Computer Science Student Perseveres to Earn Degree
By Eric Breier
Thu Viet Snyder didn’t have an easy path to earning her degree in computer science
Coming from Vietnam, she had to navigate a different culture and a new language. She had a passion for computers, but little background in computer science. And, perhaps the biggest challenge of all, she was pursuing her dream with little support from family or friends back home. In fact, her parents actively lobbied against her desire to study computer science.
“They just kept telling me I should study something more useful for coming back to Vietnam,” Snyder said.
But Snyder was undeterred, and this month she achieved her longtime goal by graduating from Cal State San Marcos with a bachelor’s in computer science and information systems.
“Thu exemplifies successes of undergraduate research in our college,” said computer science professor Rika Yoshii, one of Snyder’s mentors. “Thu is of good character, diligent, hardworking and keen on learning.”
Those traits helped Snyder persist along a difficult path to obtaining her degree.
Snyder’s parents agreed to send her to the United States to study business with the expectation that she would return to Vietnam and likely work for the agricultural department in their home district. Snyder began her studies in New Hampshire, but was miserable studying a subject in which she had no interest.

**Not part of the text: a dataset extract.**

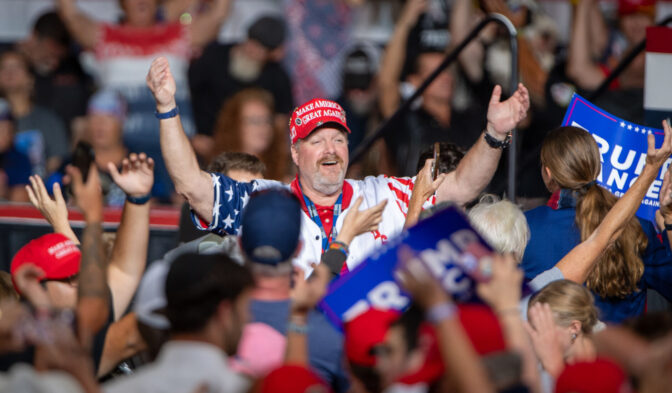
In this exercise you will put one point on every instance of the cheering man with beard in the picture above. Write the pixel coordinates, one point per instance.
(319, 137)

Struggling with depression, she was encouraged by an adviser to examine other majors. As Snyder considered going against her parents’ wishes and pursuing her love of computer science, she heard from a friend from Vietnam who was in Southern California as part of a cultural exchange program. The friend suggested that Snyder relocate to Southern California, even offering to help her find a school to study computer science.

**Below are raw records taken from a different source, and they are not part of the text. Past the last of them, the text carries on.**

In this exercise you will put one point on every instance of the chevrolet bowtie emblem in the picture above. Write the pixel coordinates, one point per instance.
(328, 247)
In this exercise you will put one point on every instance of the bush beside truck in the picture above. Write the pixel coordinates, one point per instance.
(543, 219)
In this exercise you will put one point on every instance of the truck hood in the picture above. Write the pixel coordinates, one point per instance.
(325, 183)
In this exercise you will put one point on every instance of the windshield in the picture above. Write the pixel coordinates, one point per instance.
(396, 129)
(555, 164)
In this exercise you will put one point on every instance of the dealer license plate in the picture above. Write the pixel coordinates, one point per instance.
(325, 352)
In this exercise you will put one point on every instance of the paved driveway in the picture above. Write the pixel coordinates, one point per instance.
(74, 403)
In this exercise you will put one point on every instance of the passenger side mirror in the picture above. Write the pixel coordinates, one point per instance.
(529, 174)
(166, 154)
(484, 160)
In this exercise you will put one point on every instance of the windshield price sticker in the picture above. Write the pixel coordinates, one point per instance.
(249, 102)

Snyder spent two years at Grossmont College and transferred to CSUSM on the recommendation of another friend who told her that the university’s supportive environment would make it the perfect place to continue her education.
Snyder said CSUSM’s Office of Global Education helped her continue to improve her English while also providing a community of peers who helped one another deal with common challenges. When Snyder was struggling to grasp the different tenses in English, she met a Japanese student who lent a hand. In turn, she was able to help him with pronunciation issues.
“By talking to students and learning more about different cultures with the help of the global office, I learned my problem is actually really small and can be improved over time,” Snyder said. “So I feel much better since I joined CSUSM.”
Snyder also found her place in the classroom thanks to mentors like Yoshii and fellow computer science professor Nahid Majd. While Snyder’s parents and friends from Vietnam told her that computer science isn’t for women, Yoshii and Majd showed her that it’s a field for anyone. Majd even encouraged her to apply for CSUSM’s Summer Scholars program, a 10-week experience that actively engages undergraduates in STEM research.
“That was the most amazing summer that I've ever had,” Snyder said. “I got to know so many people in the program and I got to learn a lot about the industry.”
Summer Scholars culminates each year in a poster showcase, allowing students to share the methods, results and interpretation of the work they completed. Snyder had heard about Yoshii from other students, but never had luck enrolling in any of her classes. But when Snyder saw Yoshii at the showcase, she introduced herself and told Yoshii about her interest in how people learn languages, a discussion that continued in the ensuing weeks.
“We spent hours discussing how cultures and languages are closely related,” Yoshii said. “I found her keen analysis of languages to be in-depth and intriguing.”
The discussions led Snyder to enroll in an independent research class with Yoshii as her supervisor. Snyder designed and developed a web-based tutoring system for teaching tenses to students trying to learn English.
“Dr. Yoshii and Dr. Majd were constantly helping me and reminding me how important it is to keep going, to believe in my passion and believe that you can do it,” Snyder said. “They showed me as a female that there's no limit in the computer science field. That's what I want to tell any other female students in the computer science major. It's a major for everybody as long as you have passion for it.”
Snyder is staying in the United States after graduation – she got married in 2018 – and is considering enrolling in a master’s program after gaining some work experience. Although her parents still have trouble understanding her decision to study computer science, the relationship has slowly improved after the difficulties Snyder endured when they first learned of her decision.
“A lot of people will tell you to do this or do that,” she said. “But you should never give up your dream. It’s tough, but it's worth it.”